A two-stage search framework for constrained multi-gradient descent
Yuan-Zheng Lei, Yaobang Gong, Xianfeng Terry Yang
TL;DR
This work addresses constrained multi-objective optimization by extending the multi-gradient descent framework (MGDA) with a two-stage search to ensure valid descent directions under convex constraints. Stage 1 solves a min-max problem to obtain a weak Pareto stationary direction, while Stage 2 refines to achieve full Pareto stationarity by minimizing the lower bound of directional derivatives; both stages reduce to linear programs when constraints are linear. The approach is validated on a toy problem, a multi-regime fundamental diagram calibration, and a large-scale portfolio optimization, where it consistently yields balanced Pareto fronts and outperforms NSGA-II/NSGA-III in solution quality and reliability, especially in constrained or high-dimensional settings.
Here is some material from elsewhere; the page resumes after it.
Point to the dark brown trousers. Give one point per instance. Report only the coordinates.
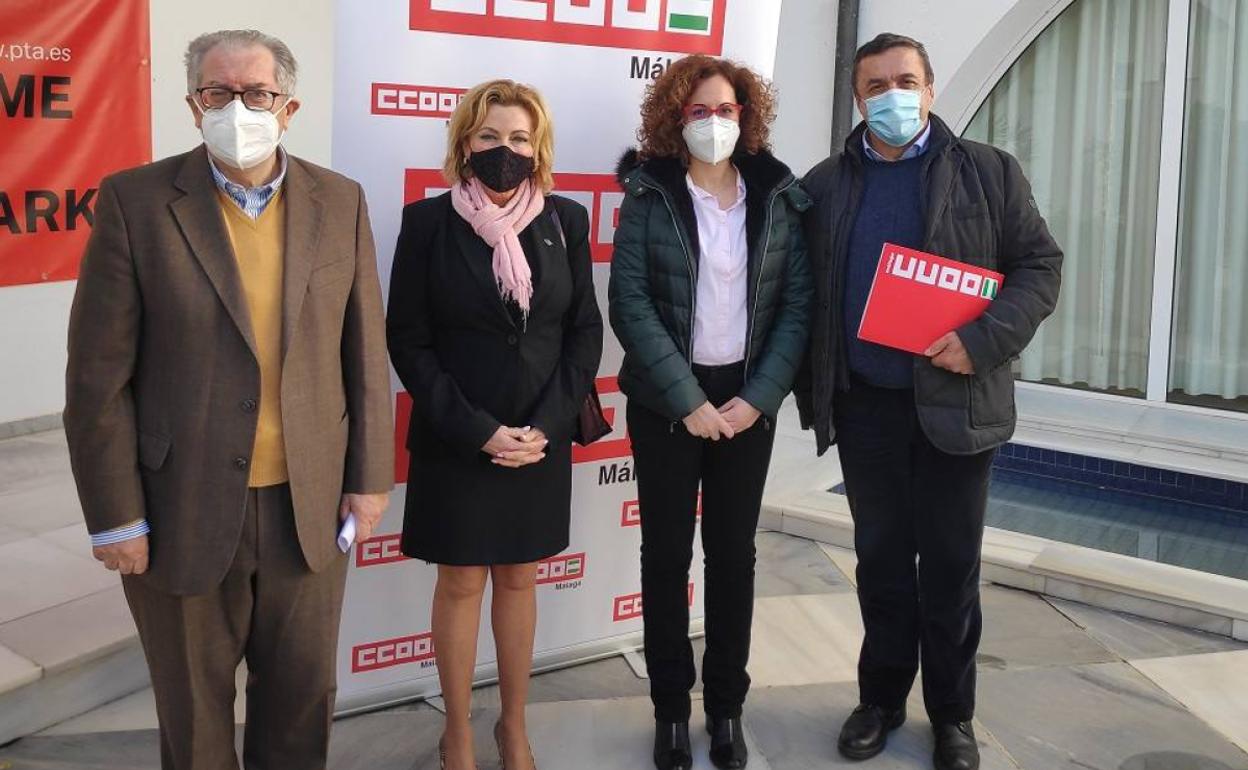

The results demonstrate the method’s practical impact for large-scale, constrained multi-objective problems and invite extensions to non-convex constraints via linearization.
Abstract
The multi-gradient descent algorithm (MGDA) finds a common descent direction that can improve all objectives by identifying the minimum-norm point in the convex hull of the objective gradients. This method has become a foundational tool in large-scale multi-objective optimization, particularly in multi-task learning. However, MGDA may struggle with constrained problems, whether constraints are incorporated into the gradient hull or handled via projection onto the feasible region. To address this limitation, we propose a two-stage search algorithm for constrained multi-objective optimization. The first stage formulates a min-max problem that minimizes the upper bound of directional derivatives under constraints, yielding a weakly Pareto stationary solution with balanced progress across objectives. The second stage refines this solution by minimizing the lower bound of directional derivatives to achieve full Pareto stationarity. We evaluate the proposed method on three numerical examples. In a simple case with a known analytical Pareto front, our algorithm converges rapidly. In more complex real-world problems, it consistently outperforms the evolutionary baselines NSGA-II and NSGA-III.